For instance, Grid 13 had a total daily charging demand of 4,350 kWh, with a peak demand of 620 kWh during hours 17 and 18. We evaluated 8 candidate public parking lots for EV charging station retrofitting in this grid, with a total of 1,740 parking spaces and an average utilization rate of 81.16%. The average parking fee was 2.5 USD/h. Distances from the grid centroid (demand point) to candidate EV charging station sites were calculated using geographical coordinates.

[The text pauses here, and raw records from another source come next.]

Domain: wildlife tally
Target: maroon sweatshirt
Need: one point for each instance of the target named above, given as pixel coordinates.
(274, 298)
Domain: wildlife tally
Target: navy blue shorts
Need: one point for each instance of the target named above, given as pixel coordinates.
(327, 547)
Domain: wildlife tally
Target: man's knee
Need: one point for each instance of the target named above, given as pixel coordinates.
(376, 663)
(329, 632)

Using the NSGA-III algorithm, we set parameters as follows:
| Parameter | Description | Value |
|---|---|---|
| NIND | Initial population size | 200 |
| MAXGEN | Maximum generations | 800 |
| px | Crossover probability | 0.75 |
| pm | Mutation probability | 0.1 |
| GGAP | Generation gap | 0.95 |
Input data included a discount rate $r_0$ of 30%, depreciation period $m_s$ of 5 years, charging turnover rate $\omega_{CG}$ of 6, charging price $C_{CG}$ of 50 USD per session, electricity per charging session $q$ of 40 kWh, average vehicle speed $v_{veh}$ of 40 km/h, non-linear coefficient $\lambda$ of 1, time cost coefficient $\gamma$ of 1.79 USD/h, electricity consumption $Q_1$ of 0.17 kWh/km, electricity price $C_q$ of 1.8 USD/kWh, and expected waiting time $W_k$ of 0.1 h.

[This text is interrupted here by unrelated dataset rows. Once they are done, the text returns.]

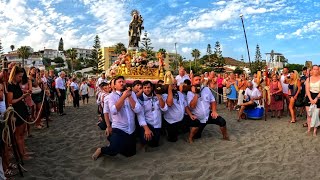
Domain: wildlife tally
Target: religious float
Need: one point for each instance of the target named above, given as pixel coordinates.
(133, 64)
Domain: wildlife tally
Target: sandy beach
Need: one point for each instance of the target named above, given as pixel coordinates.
(272, 149)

The optimization results indicated that the optimal EV charging station layout involved retrofitting 98 charging piles across four sites: Site 3 (8 piles), Site 4 (37 piles), Site 6 (31 piles), and Site 7 (22 piles). The total minimized cost was 5,864.32 thousand USD. This configuration met the total and peak charging demands while minimizing social costs. The iterative process converged after 800 generations, demonstrating the efficiency of the NSGA-III algorithm for EV charging station planning.
Conclusion
Our study presents a comprehensive model for optimizing EV charging station deployment in urban public parking lots, considering land resource constraints, grid-based charging demand, and multi-stakeholder costs. The model minimizes social costs, including construction, power loss, travel time, queuing time, and user expenses. Through a case study, we demonstrated that this approach can save approximately 384 m² of land per large-scale EV charging station and increase charging demand fulfillment by over 10%. This strategy supports sustainable urban development and the widespread adoption of electric vehicles. Future work could explore the optimal mix of fast and slow charging piles at EV charging station facilities to enhance economic and convenience factors.